Post by williaty » Mon Jan 02, 2012 3:56 am

crypto wrote: The $50 Wouxun thats a chinese piece of shit knockoff of a VX-3?

Now who's talking about buying shitty gear?

I was talking about quality icom or kenwood stuff.


BTW, please show me the FCC Part 95 acceptance letter for that $50 Wouxun that makes it legal to use for either GMRS or MURS.

You cant, there isnt one. The only Wouxun radio thats currently got /any/ acceptance is the UVP1 and its only for Part 90.

That knockoff VX-3 is about as legal as a 1500 watt CB. If you want to legally run on MURS or GMRS, you either use a shitty blister pack radio, or you use one of the Icoms or Kenwood business class radios that have Part 95 certification for those bands.
Have you tried one or are you just being xenophobic about it being made in China? Um, I'm actually not sure what smiley to use here to indicate that that wasn't snark. Hams are often a xenophobic enough bunch that I'm not sure where you're coming from.

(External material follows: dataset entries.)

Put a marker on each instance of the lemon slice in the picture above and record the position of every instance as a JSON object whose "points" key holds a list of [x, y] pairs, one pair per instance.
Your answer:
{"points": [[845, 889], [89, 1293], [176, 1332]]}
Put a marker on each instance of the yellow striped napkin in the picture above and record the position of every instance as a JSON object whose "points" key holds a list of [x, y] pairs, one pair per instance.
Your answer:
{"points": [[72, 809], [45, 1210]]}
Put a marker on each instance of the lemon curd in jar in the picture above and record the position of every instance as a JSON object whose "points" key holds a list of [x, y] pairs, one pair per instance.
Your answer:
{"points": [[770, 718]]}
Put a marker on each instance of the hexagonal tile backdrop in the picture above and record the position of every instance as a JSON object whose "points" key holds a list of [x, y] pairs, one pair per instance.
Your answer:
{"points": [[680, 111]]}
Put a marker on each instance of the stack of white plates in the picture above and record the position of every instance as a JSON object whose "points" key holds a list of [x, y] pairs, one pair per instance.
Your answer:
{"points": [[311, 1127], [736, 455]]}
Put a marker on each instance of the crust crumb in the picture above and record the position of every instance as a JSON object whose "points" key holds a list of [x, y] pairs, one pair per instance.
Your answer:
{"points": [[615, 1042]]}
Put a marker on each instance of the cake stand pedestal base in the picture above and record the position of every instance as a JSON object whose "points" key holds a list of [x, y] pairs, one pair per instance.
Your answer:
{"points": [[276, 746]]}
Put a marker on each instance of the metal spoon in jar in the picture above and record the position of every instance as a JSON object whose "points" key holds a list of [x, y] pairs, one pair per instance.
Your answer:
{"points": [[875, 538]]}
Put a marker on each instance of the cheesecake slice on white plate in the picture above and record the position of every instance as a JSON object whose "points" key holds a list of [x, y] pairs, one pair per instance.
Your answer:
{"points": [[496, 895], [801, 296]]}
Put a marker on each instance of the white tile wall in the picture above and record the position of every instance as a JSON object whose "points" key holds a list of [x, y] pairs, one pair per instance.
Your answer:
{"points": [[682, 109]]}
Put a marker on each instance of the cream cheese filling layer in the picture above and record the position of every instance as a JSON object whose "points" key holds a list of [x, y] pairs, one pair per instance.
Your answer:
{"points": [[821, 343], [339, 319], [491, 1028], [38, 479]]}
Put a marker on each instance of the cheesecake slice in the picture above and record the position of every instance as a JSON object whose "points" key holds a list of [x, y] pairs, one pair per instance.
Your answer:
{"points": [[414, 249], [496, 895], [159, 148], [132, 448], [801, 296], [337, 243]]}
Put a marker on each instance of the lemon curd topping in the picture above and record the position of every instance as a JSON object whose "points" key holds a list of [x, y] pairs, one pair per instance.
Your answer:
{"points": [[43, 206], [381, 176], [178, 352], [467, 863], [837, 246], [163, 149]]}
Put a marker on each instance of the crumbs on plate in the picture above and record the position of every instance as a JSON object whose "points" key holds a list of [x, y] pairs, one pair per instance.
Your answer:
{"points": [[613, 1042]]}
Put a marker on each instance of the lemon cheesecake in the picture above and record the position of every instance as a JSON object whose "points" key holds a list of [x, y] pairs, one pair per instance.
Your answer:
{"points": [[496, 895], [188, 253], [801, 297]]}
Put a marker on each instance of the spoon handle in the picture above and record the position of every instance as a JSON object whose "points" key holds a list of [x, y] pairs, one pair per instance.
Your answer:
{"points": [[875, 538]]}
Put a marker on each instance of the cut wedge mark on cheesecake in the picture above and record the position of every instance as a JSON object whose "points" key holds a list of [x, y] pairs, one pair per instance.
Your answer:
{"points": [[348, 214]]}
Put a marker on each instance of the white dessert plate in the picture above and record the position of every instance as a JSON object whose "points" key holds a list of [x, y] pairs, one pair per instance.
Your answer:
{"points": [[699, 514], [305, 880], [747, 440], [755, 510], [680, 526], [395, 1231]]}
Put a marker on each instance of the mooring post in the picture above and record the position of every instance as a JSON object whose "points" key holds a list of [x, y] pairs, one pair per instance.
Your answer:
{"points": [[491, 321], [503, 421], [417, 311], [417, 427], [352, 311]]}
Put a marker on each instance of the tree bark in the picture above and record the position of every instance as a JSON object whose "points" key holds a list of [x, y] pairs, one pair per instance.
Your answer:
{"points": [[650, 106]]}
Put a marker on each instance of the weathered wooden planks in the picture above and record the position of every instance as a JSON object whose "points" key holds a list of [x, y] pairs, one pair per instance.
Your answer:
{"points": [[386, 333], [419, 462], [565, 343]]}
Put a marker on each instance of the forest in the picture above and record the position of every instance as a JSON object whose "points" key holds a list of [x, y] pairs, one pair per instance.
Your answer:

I have tried one. It's surprisingly good. I mean surprisingly good period, not just for the money. Is a IC-92AD nicer? Sure. Is a FT-60R nicer? Now that's a hard call. I'd say the 60R is nicer but only because it's bigger, which is an advantage for me considering my Mammoth-punching hands, it has nothing to do with performance. Quite a lot of people in our club have one now. There have been a few that are DOA or otherwise not quite right when they show up. The rate of DOA is better that what we've been experiencing out of Motorola, Cobra, Midland, etc in their FRS/GMRS and CB radios. While DOAs are lower with Icom, Kenwood, and Yaesu, the "not quite right" has actually been higher with some models from some of the major brands than with the Wouxons.

Also, I didn't try to say that it was type-accepted for FRS/GMRS. The Wouxon was brought up to defeat the "expensive heavy brick" strawman you kept prattling on about. I think that should have been very clear from the context.